The Himalayan Cleanup, India

Integrated Mountain Initiative’s vision of ‘Making the people of India proud of our mountains” aims to focus attention on India’s Himalayan Regions (IHR) to mainstream the concept of Sustainable mountain development into the administrative planning concept of IHR.

The Indian Himalaya is part of a global biodiversity hotspot with a high percentage of protected and community conserved areas, as well as being an important source of water for millions of people. Due to ever-increasing tourist footfall and changing consumption patterns, plastics have entered the remotest mountain environments where the terrain makes it extremely difficult, if not impossible to retrieve and/or dispose of plastic waste. Lack of awareness leads to burning of waste, dumping down hillsides or into streams and rivers.   Wildlife including red pandas and black bears consume plastic through food left in plastic packaging. In 2018, a Himalayan Cleanup across the 12 mountain states mobilised 15,000 volunteers across 200 sites, sorting and recycling waste and making ecobricks from non recyclable plastics.  This project will run the Cleanup day again, alongside other community clean up events raising awareness locally as well as amongst the travel, transport and tourism sectors.

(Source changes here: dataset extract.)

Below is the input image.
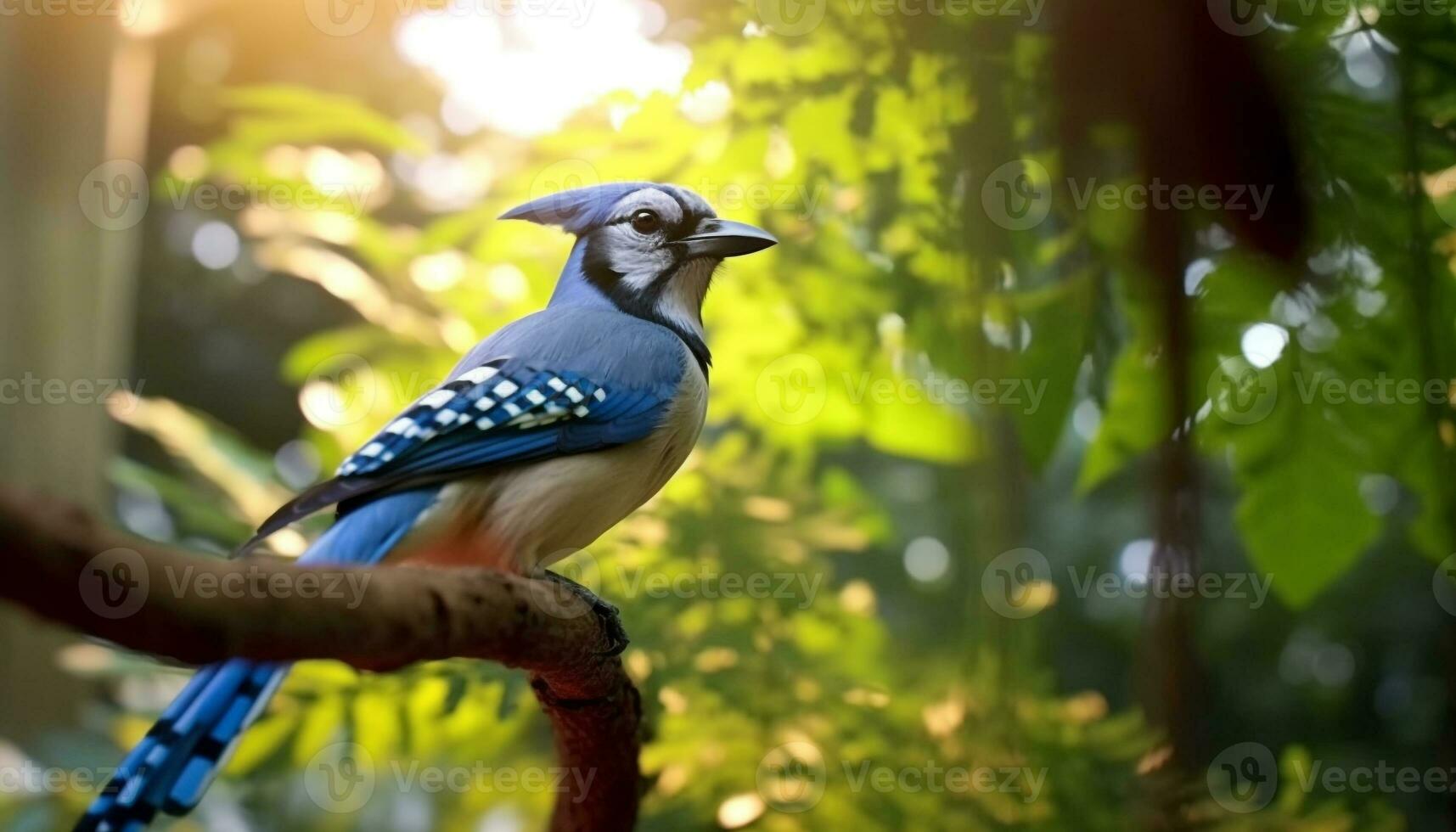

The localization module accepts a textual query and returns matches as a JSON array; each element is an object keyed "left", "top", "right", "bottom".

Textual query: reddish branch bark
[{"left": 0, "top": 488, "right": 642, "bottom": 832}]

A workshop will be held with government and CSO stakeholders to discuss sustainable waste management strategies and keeping key habitats clean, underpinned by results from a waste audit.

The Update

Since the CleanUp Day was scheduled for May 2020, some changes were required in the implementation of this project.

During the first half of 2020, a core group of Integrated Mountain Initiative (IMI) and Zero Waste Himalaya (ZWH)members undertook a process of defining a draft problem statement of waste in the Himalaya and delineating a strategy document which was circulated amongst key stakeholders via a workshop, webinars and events across the 12 Himalayan States of India as well as the State Chapters of IMI for comments and feedback. Five online workshops were then organised to train volunteers and Peer educators on the concept of zero waste.

Due to the ongoing pandemic, The Himalayan Cleanup (THC) 2021 was re- negotiated as an exercise to be conducted at an individual or family level through home-based waste and brand audits.  THC was taken forward in the various mountain states through volunteer organisations who were brought together through existing networks. Three online training sessions, a manual, and a series of THC Conversations deep diving into particular issues were created for participants. The data will be used at the local levels to push for change and also to advocate for extended producer responsibility in the Indian Himalayan Region.

A very strong communication campaign through social media resulted in over 450 persons registering for the home-based audits.   THC 2021 from home was carried out from 26 to 30 May, 2021.  THC Round II  from 26 to 30 June 2021 was also organised to provide better coverage of states that were less represented in the first round.

The theme for The Himalayan Cleanup 2021 was – Reflect. Switch. Demand. Individual waste audits facilitated participants to reflect on their different types of waste and how much they were generating. The reflections enabled decisions to switch to sustainable choices to reduce their waste load on the landfill. Demand encouraged participants to call for improved waste management systems and polluting companies to take responsibility for their products in their locality, town or state. 381 people participated in The Himalayan Cleanup from home. Data was received from 199 people from 11 Himalayan states.

With the COVID19 lockdown restrictions easing off, The Himalayan Cleanup 2022 was taken forward in person with the theme Reflect, Switch, Demand.  The Himalayan Cleanup 2022 was undertaken over 150+ sites across the Himalaya with over 5000+ Volunteers taking it forward. All the regions of the Indian Himalaya were represented in THC2022 and there was even one site from Nepal. The volunteers were associated with over 100+ Schools /Colleges and 49 organizations. Quality data was received from 65 sites with 3336 volunteers.114376 pieces of trash were cleaned up of which 105995 was plastic trash(92.7% of trash cleaned up was plastic).  4148.4 kg of plastic waste were cleaned up from critical sites across the Himalaya. 72% of all plastic waste cleaned up was non recyclable, 82% of it coming from food and drinks packaging followed by personal care products. The audit identified the top 10 companies polluting the Indian Himalayan Region.